Take the following scenario:
“A six node X410 cluster with 1TB drives has a recommended protection level of +2d:1n. The cluster is already 87% full, so a new node addition is required to increase the capacity. At seven nodes the recommended protection level changes to +3d:1n1d. What’s the most efficient way to do this?”
In essence, should the protection level be changed before or after add the new node?
Since the main objective here is efficiency, limiting the amount of protection and layout work that OneFS has to perform is desirable.
In this case, both node addition and a change in protection level require the cluster’s restriper daemon to run.

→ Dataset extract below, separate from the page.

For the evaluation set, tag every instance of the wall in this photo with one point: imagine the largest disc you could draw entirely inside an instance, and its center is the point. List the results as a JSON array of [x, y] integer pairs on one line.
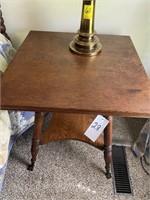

This entails two long running operations: First, to balance data evenly across the seven node cluster. Then to increase the on-disk data protection.
Say a new node is added first, and then the cluster protection is changed to the recommend level for the new configuration, the process would look like:
1) Add a new node to the cluster
2) Let rebalance finish
3) Configure the data protection level to +3d:1n1d
4) Allow the restriper to complete the re-protection
However, by addressing the protection level change first, all the data restriping can be performed more efficiently and in a single step:
1) Change the protection level setting to +3d:1n1d
2) Add nodes (immediately after changing the protection level)
3) Let rebalance finish
In addition to reducing the amount of work the cluster has to do, this streamlined process also has the benefit of getting data re-protected at the new recommended level more quickly.
OneFS protects and balances data by writing file blocks across multiple drives on different nodes. This process is known as ‘restriping’ in Isilon jargon. The Job Engine defines a restripe exclusion set that contains those jobs which involve file system management, protection and on-disk layout. The restripe set encompasses the following jobs:
Balance free space in a cluster
Scans file system after device failure to ensure all files remain protected
Locate and clear media-level errors from disks
Runs AutoBalance and Collect jobs concurrently
Applies the default file policy (unless SmartPools is activated)
Protect shadow stores
Protects and moves data between tiers of nodes within cluster
Manages OneFS version upgrades
Each of the Job Engine jobs has an associated restripe goal, which can be displayed with the following command:
# isi_gconfig -t job-config | grep restripe_goal
The different restriper functions operate as follows, where each in the path is a superset of the previous:
The following table describes the action and layout goal of each restriper function:
Always restripe using the retune layout goal. Originally intended to optimize layout for performance, but has instead become a synonym for ‘force restripe’.
Attempt to balance utilization between drives etc. Also address all conditions implied by REPROTECT.
Change the protection level to more closely match the policy if the current cluster state allows wider striping or more mirrors. Re-evaluate the disk pool policy and SSD strategy. Also address all conditions implied by REPAIR.
Replaces any references to restripe_from (down/smartfailed) components. Also fixes recovered writes.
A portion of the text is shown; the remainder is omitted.